Was fällt bei den Ergebnissen der im Oktober 2021 durchgeführten Befragung sonst noch auf? Über 50-Jährige beurteilten Energieforschung generell positiver, Unter 30-Jährige waren deutlich kritischer. Es zeigten sich auch Geschlechterunterschiede: Männer sehen bei zahlreichen Aspekten mehr Nutzen als Frauen. Diese scheinen sich zu 36 Prozent aber stärker mit dem Thema Energieforschung zu identifizieren als Männer (23 Prozent). Wie passt das zusammen? Männer würden sich eben in der Praxis noch immer mehr mit Energiefragen befassen, sagt Sozialwissenschaftlerin Anna Brandstätter, Projektleiterin beim Marktforschungsunternehmen Marketmind, einem Spin-off der WU Wien. Etwa, indem sie sich um die Fotovoltaikanlage auf dem Hausdach kümmern.

Klimaneutralität 2040 nicht erreichbar?

Den Nutzen der Energieforschung sieht man in der breiten Bevölkerung v. a. im positiven Beitrag für den Klimaschutz (83 Prozent; siehe Grafik). 81 Prozent erkannten ihn im Abtausch von fossilen durch erneuerbare Energien, 80 Prozent darin, die Versorgungssicherheit zu erhöhen und die Abhängigkeit von Energieimporten zu reduzieren. Für 79 Prozent ist Energieforschung wichtig für Österreich und für die technologische Souveränität Europas, für ebenso viele geht es vor allem um Maßnahmen zur Reduktion des Energieverbrauchs. Bei den Firmen zeigt sich ein etwas anderes Bild: Am wichtigsten war dort die Steigerung der Wettbewerbsfähigkeit österreichischer Unternehmen durch Energieforschung (96 Prozent), gefolgt vom Abtausch fossiler durch erneuerbare Energien (93 Prozent) und von der Bedeutung für Österreich bzw. die technologische Souveränität Europas (91 Prozent). Dahinter folgten eine Beschleunigung der Energie- und Mobilitätswende (90 Prozent) und – ex aequo – die Schaffung von Exportmöglichkeiten für österreichische Unternehmen. Alarmierend: Jedes achte Unternehmen war der Meinung, dass das Ziel der Klimaneutralität Österreichs 2040 mit dem aktuellen Stand der Technik nicht erreichbar ist.
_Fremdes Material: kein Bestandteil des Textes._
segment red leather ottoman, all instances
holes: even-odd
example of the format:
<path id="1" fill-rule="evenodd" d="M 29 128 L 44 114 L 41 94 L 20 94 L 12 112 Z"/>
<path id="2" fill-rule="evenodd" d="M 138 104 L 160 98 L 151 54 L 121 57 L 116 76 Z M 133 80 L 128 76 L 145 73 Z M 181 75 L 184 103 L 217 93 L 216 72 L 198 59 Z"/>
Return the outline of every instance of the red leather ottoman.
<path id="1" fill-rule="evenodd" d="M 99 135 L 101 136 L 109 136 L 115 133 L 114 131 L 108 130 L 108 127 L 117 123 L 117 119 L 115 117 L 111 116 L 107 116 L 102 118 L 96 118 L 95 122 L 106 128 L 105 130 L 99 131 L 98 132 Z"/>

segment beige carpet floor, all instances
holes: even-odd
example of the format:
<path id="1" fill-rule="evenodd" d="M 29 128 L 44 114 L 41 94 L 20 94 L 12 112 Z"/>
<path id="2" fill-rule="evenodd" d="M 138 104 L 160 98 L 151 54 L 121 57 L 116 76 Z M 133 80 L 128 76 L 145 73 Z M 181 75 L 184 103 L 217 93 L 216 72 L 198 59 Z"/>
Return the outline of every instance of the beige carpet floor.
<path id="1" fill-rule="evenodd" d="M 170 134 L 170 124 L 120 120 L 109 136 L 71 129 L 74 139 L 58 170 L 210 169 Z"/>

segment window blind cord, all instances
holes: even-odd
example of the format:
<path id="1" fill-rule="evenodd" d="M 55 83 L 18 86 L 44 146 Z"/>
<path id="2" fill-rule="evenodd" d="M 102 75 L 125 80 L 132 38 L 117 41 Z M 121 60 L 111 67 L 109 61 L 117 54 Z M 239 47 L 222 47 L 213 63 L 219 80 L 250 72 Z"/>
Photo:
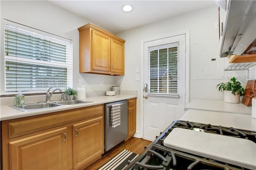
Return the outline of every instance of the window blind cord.
<path id="1" fill-rule="evenodd" d="M 6 55 L 8 57 L 7 59 L 7 69 L 8 70 L 10 69 L 9 67 L 9 30 L 7 30 L 7 51 L 6 52 Z"/>
<path id="2" fill-rule="evenodd" d="M 16 32 L 16 53 L 15 53 L 15 56 L 17 57 L 17 46 L 18 46 L 18 32 Z M 15 67 L 16 69 L 16 91 L 18 92 L 18 57 L 16 57 L 16 67 Z"/>

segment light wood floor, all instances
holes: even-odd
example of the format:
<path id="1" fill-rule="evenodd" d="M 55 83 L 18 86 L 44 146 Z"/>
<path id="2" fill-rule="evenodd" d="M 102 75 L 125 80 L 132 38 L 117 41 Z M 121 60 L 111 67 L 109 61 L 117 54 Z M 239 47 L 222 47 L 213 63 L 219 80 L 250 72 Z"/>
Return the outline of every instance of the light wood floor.
<path id="1" fill-rule="evenodd" d="M 123 149 L 126 149 L 133 153 L 140 154 L 144 150 L 144 146 L 149 145 L 151 142 L 141 138 L 132 137 L 104 155 L 100 159 L 84 169 L 84 170 L 97 169 Z"/>

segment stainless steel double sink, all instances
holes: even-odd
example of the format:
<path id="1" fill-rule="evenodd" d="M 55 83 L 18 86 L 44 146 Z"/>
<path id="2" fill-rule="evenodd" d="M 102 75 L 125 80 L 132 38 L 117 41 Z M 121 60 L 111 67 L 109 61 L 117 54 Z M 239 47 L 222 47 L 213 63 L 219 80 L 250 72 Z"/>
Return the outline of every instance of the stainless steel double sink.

In beiden Zielgruppen verbesserte sich der Eindruck von der Klimaforschung im Zuge der Befragung: bei Firmen um sechs, bei der Allgemeinbevölkerung um zehn Prozent. Man habe nicht nur das Stimmungsbild erhoben, sondern zugleich auch den Fragebogen zur Aufklärungsarbeit genutzt, so Brandstätter: „Eine charmante Chance, die Menschen durch Aufklärung gleich als Multiplikatoren zu gewinnen.“ Beim Klien will man nun noch gezielter kommunizieren: „Wir werden da ansetzen, wo Informationsdefizite herrschen“, sagt dessen Sprecherin Katja Hoyer.

Immerhin bekundeten 47 Prozent der Befragten in der Allgemeinbevölkerung und 91 Prozent in Firmen, mehr über Energieforschung erfahren zu wollen.